Without considering the clustering groups, it is first evident that arrests are not uniformly distributed within the town limits of Chapel Hill. Instead, a large cluster of arrests is located in the lower left area of the map above, an area which corresponds to the UNC campus and the immediate vicinity. This cluster is unsurprising, as UNC is the hub of activity within Chapel Hill, and it is also a dense population center. Another area with a large density of arrests appears in the right half of the map, stretching along the length of Fordham Boulevard, a major roadway in Chapel Hill. Similarly, arrests appear straddled on the left half of the map in a north-south stretch, which corresponds to Martin Luther King Jr. Boulevard, another major roadway. Meanwhile, very few arrests are located to the west of Martin Luther King Jr. Boulevard, an unpopulated and forested area.

The specific clustering algorithm used above was the K-medoids algorithm. The associated distance function used with this algorithm was the Haversine distance, which computes the distance between two points on a sphere along the sphere. Because the points used with the Haversine function were latitude and longitude coordinates, and because the Earth’s shape is roughly spherical, the use of this distance function was appropriate. Furthermore, the algorithm was performed with a K value of 2, indicating the creation of two clusters. The justification for this number of clusters, which is the optimal number, is explained below. After running the algorithm, we can see that the arrests were largely separated along a line running from north to south in the middle of Chapel Hill. This separation, and not some other separation along a different line, was the optimal separation per the algorithm, indicating that a natural divider separating the west of town from the east is more appropriate than, for example, separating the north of town from the south. In this way, the primary partition for arrests in Chapel Hill is the one separating the west from the east.

The optimal value for K was determined by performing a K-medoids algorithm for varying values of K. For each value, the average silhouette width for all observations was calculated. Because a higher silhouette width value corresponds to observations being well-matched to their own cluster and poorly matched to neighboring clusters, higher silhouette widths indicate that the number of clusters chosen is appropriate. The following graph depicts the mean silhouette width for each of ten values for K.

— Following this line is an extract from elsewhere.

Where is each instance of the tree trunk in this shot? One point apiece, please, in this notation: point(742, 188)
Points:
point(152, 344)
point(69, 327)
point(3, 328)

From the above graph, we can see that two clusters (K = 2) yields the highest average silhouette width for all arrest observations, so this number of clusters is optimal.

Conclusion

In this report, the findings of the analysis of the Chapel Hill Police Department arrest records from January 1, 2010 until August 26, 2019 were discussed. We attempted to analyze the records in four respects: temporally through the years, temporally throughout the course of the calendar year, demographically, and geographically. This analysis was conducted with the goal of discovering trends within the arrest records for the previous decade, as well as to gain insight into arrests moving into the future. Hopefully, the above results will be useful for the Chapel Hill Police Department in considering the nature of the arrests in the town and for Chapel Hill residents at large to learn about the arrests that take place in their hometown.